The current co-chair of the board of directors for the Bowen Center for the Arts in Dawsonville, Jeanne Tompkins is channeling a lifelong career of teaching into bolstering the arts center to be the best it can be.
Native to Atlanta, Tompkins considers Clarkesville her home and attended the University of Georgia, graduating with a bachelor’s degree in home economics and chemistry.
Tompkins was a home demonstration agent with 4-H after graduation, and eventually went back to UGA to obtain a masters in elementary education and special education.

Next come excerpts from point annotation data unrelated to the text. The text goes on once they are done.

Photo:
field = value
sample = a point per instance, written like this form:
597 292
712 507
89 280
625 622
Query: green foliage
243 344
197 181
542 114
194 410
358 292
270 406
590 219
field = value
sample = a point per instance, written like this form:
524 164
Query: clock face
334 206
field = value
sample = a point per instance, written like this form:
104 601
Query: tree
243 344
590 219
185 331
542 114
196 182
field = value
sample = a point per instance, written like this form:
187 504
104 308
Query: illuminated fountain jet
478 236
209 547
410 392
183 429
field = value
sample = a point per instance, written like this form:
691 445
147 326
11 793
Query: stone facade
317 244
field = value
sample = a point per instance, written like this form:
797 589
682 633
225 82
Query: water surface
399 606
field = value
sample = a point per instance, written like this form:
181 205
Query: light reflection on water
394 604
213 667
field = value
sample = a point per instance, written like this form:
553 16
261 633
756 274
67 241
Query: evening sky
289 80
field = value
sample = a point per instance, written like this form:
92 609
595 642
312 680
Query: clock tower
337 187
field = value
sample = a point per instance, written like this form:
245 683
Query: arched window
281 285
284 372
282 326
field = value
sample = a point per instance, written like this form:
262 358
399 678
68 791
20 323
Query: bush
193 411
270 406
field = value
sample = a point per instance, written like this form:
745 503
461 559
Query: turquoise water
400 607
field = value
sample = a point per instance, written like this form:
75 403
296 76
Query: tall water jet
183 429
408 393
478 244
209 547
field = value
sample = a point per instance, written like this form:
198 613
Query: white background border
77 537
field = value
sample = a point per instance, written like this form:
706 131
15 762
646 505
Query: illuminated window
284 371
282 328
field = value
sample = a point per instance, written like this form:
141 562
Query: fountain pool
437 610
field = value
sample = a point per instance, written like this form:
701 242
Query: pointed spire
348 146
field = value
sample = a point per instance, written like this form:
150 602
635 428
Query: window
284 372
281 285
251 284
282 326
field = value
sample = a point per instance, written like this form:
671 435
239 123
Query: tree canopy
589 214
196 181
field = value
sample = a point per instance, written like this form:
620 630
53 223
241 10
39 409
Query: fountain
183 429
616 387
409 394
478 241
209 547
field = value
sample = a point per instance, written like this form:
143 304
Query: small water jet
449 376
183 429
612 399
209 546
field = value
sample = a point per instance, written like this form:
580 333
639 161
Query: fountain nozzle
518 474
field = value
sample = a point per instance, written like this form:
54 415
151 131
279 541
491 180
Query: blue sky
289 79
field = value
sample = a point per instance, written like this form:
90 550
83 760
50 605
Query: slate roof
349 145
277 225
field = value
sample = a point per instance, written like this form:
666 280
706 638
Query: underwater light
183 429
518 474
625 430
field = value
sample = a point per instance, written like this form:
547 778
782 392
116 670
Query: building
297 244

She worked in special education for a time, but when she started having kids, the work became too demanding. At that time, she said, the job was much more involved than it is today.
“I had to see that they got doctor’s appointments, dental appointments, it was very comprehensive,” she said.

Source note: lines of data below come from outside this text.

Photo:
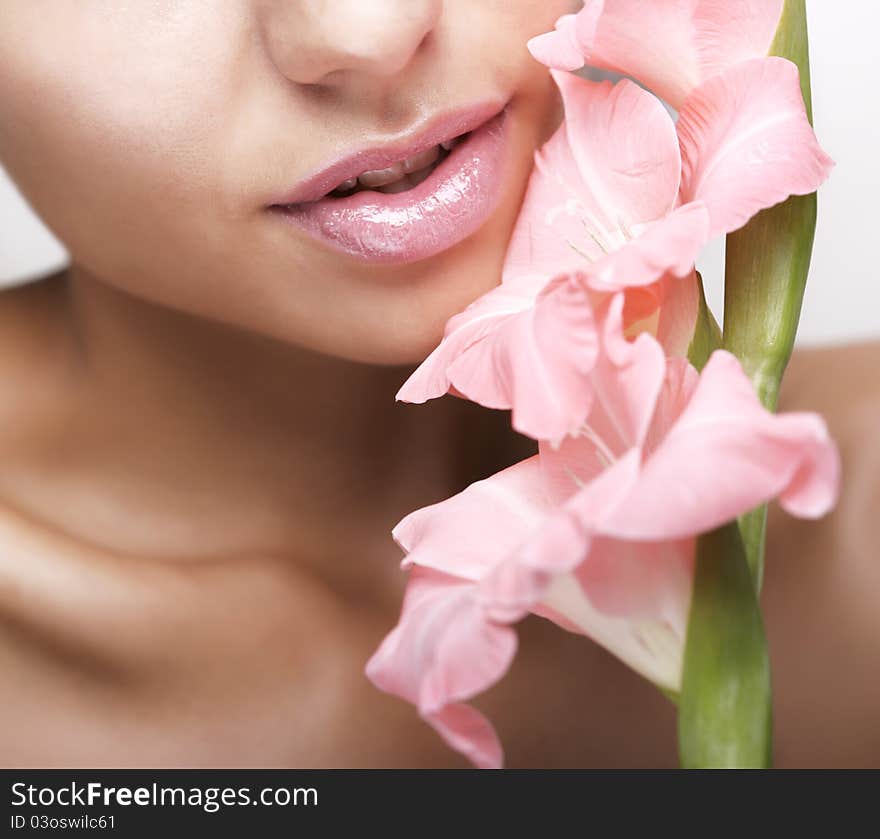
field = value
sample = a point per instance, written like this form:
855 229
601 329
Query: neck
265 446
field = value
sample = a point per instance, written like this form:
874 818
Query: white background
843 299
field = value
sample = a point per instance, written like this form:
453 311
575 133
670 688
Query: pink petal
670 245
723 456
640 579
731 31
469 534
613 167
650 41
672 46
624 143
518 584
559 49
479 321
678 311
442 653
537 363
627 382
747 143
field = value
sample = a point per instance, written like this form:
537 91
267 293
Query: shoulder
35 356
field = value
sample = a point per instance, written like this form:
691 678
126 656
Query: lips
411 201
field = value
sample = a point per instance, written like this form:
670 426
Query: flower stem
767 266
725 712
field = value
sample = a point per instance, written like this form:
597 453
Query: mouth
410 201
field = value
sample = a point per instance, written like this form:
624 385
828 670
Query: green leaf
725 715
767 266
707 333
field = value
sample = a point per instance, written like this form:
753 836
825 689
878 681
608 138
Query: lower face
175 157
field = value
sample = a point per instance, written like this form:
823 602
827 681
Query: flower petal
747 143
668 246
537 363
671 46
650 41
469 534
731 31
677 313
724 455
559 49
479 321
442 653
626 150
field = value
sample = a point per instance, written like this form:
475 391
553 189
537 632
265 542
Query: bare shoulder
835 379
35 355
823 577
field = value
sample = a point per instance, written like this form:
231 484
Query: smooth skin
202 456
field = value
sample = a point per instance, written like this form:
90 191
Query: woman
273 207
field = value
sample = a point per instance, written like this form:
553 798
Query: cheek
119 153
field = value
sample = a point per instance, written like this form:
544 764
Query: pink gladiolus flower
609 207
671 46
597 535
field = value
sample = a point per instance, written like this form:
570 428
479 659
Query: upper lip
440 129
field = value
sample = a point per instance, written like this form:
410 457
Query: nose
328 41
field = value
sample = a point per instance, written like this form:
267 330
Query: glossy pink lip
451 204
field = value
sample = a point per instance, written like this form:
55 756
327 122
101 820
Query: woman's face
162 141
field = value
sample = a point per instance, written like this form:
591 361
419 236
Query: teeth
420 161
381 177
399 177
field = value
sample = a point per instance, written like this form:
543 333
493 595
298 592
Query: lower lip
451 204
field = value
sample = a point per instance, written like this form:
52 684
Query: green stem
725 713
767 266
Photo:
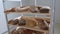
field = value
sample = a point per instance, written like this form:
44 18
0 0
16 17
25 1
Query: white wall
3 26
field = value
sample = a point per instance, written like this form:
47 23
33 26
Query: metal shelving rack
23 26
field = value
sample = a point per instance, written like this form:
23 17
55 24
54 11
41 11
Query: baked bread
30 9
30 22
42 24
44 10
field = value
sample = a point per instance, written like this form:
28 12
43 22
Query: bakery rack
31 28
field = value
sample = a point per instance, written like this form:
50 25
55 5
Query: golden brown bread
43 23
30 9
30 22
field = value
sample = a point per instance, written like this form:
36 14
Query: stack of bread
29 9
25 31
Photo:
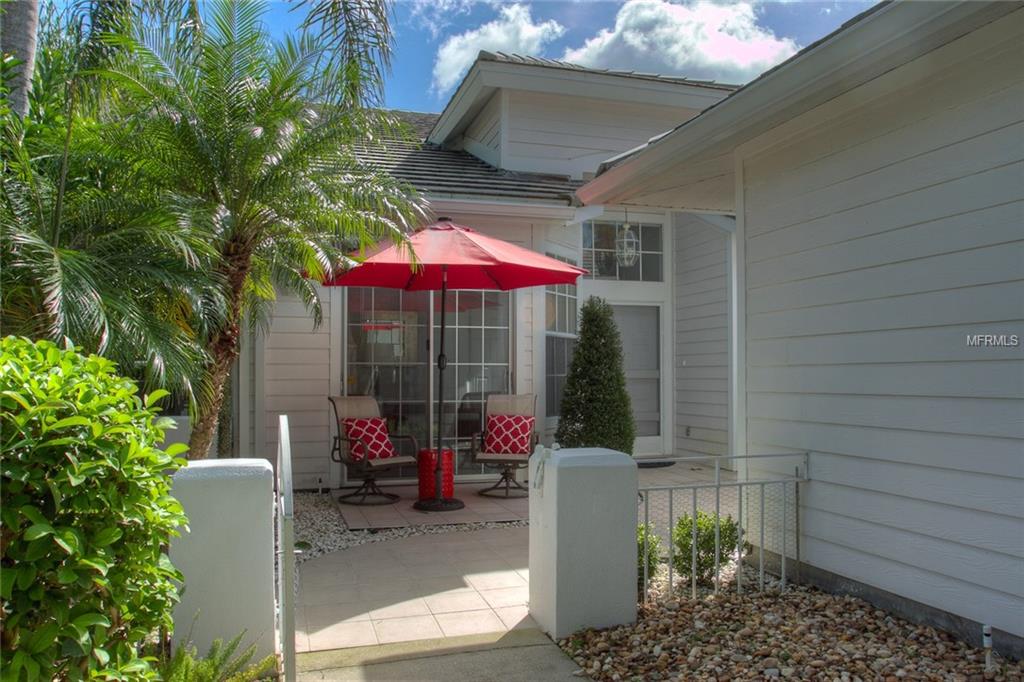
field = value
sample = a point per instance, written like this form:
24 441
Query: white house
877 296
832 261
505 157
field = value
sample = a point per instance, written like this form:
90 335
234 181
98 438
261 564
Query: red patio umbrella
443 256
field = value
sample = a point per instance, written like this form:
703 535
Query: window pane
387 299
604 236
360 303
552 399
651 263
496 308
630 272
416 301
650 238
470 308
496 345
496 379
470 345
604 265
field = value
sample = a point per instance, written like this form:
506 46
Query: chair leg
507 486
370 488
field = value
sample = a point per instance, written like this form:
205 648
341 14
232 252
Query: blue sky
435 40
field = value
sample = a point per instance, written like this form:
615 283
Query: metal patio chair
364 407
507 486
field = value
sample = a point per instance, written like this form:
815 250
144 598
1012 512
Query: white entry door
640 328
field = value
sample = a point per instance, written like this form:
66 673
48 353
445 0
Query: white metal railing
765 495
286 551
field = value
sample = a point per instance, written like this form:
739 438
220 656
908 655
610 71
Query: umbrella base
444 504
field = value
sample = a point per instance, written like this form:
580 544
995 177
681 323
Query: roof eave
487 76
891 34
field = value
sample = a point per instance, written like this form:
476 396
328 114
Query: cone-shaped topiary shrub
596 409
86 516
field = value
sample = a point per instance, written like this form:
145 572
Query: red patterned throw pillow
508 434
370 431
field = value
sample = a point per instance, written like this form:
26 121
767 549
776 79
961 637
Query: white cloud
700 40
513 31
436 15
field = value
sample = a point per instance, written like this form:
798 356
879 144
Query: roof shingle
450 173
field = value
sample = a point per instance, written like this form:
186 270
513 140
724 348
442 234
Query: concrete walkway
521 655
423 587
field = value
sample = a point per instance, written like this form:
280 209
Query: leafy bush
682 537
653 553
596 411
219 665
86 516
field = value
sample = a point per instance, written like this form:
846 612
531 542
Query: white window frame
561 253
629 292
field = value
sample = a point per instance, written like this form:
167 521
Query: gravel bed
803 634
320 527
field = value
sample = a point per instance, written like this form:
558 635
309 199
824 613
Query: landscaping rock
320 527
800 634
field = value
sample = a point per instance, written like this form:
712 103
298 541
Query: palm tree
87 252
254 138
18 24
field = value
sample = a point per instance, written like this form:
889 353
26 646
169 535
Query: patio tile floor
400 514
430 586
423 587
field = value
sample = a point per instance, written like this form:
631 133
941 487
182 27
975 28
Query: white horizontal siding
701 348
483 135
571 135
297 374
881 231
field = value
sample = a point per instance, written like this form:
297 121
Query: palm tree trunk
223 348
18 26
217 373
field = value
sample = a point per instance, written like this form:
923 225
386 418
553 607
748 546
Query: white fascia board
485 77
725 222
513 209
599 86
467 100
585 213
892 35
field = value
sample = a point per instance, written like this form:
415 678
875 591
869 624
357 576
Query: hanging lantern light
627 244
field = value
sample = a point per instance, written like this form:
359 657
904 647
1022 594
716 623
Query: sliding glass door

Tompkins moved to Cobb County with her husband and two kids and taught elementary education, and when the family moved to Louisiana, she took a middle school job.
“I loved it. I knew it was where I needed to be,” she said. “They’re kind of special, eighth graders are always kind of weird but I just love their sense of humor and I loved what they did and how they did it, there was nothing they wouldn’t try one time.”
Tapping into their curiosity and willingness made teaching middle schoolers a joy, she said.
“I started teaching earth science, and I knew I was doing exactly what I wanted to do, so I stayed in that,” Tompkins said. “I taught 31 years total.”
Tompkins went back to school a third time to get her National Board Certification, which she compared to getting a doctorate degree in classroom teaching. The program was incredibly intense, she said, but taught her how to analyze her teaching in a way she’d never done.
“It was more about vision and understanding students, and I’ve probably used that skill more than anything else that I’ve learned in all my teaching, all my degrees, all of that: Being able to look in the moment, what needs to be done, how we’re going to do it, what’s the next step, what’s right, what’s wrong, those kind of things,” she said.
And when you have an organization like the arts center, Tompkins said, that’s vital.
“What’s right, what’s wrong, who do we need that can do this, this, to reach a goal, all of that,” she said.
Tompkins and her husband moved to Dawsonville in 2003 because she wanted to be closer to her sisters, who lived in Clarkesville.
When her husband died from complications of leukemia in 2014, Tompkins said she started looking for something to focus on. Around 2008, she started hanging around the center, and later when her husband got sick and received a bone marrow transplant, she decided for her health to find something to do other than direct his care.
“I got interested in photography, I went to (the University of North Georgia) and took photography certificate courses through their continuing education,” she said. “That got me into shows, and the shows got me into the Bowen. The Bowen filled a void and a love for other things. I began to understand fine art a lot more through my photography.”
One year when the center hosted Art in the Garden, Tompkins was in charge of publicity for the event, which opened doors for her to later serve as vice president and president.
“The arts center is certainly a love of mine, I’ve even left it in my will,” she said. “I think art feeds your soul. Other organizations that are nonprofit, they feed people, I’m all for that...I love Rotary Club, because it has fingers in every nonprofit in the county. But the arts center just feeds your soul.”
Tompkins compared the center to a flowering bush.
“You have the roots in the community that are underground and not so pretty, and you have to feed those roots and you have to take care of them, and then you have the leafy parts that come as an outgrowth from that but what makes it beautiful and what gives you joy are the flowers, and to me that is the arts center, the flowers,” Tompkins said. “You need all of it together, but you need it.”
Her favorite thing about the Bowen is meeting people who come to the shows, whether it be artists or people in the community.
“Being a part of all these different groups is how I function as a person,” she said. “It’s like when I was teaching, I was always motivating. It’s the same with the arts center: Motivating people to want to come, motivating people to want to be a part of it, to participate in events.”
Tompkins is constantly donating her time to better the county, and takes it all in stride.
She is also heavily involved in the Dawson County Rotary Club, and is president-elect for 2019-2020.
She also donates her photography. She takes photos for the Friends of Recovery pictures with Santa at Christmas time so the families can have the memories, and also donates photographs to Grace Presbyterian Church, where she is a member. She also does free photography for high school students for their senior pages as well.
Tompkins is also a mentor, and saw one student from third grade to graduation.
And last but not least, she makes sure everyone in her life is fed, from Rotarians to friends to neighbors, purposefully making too much food when she cooks.
“I like that kind of sharing,” she said.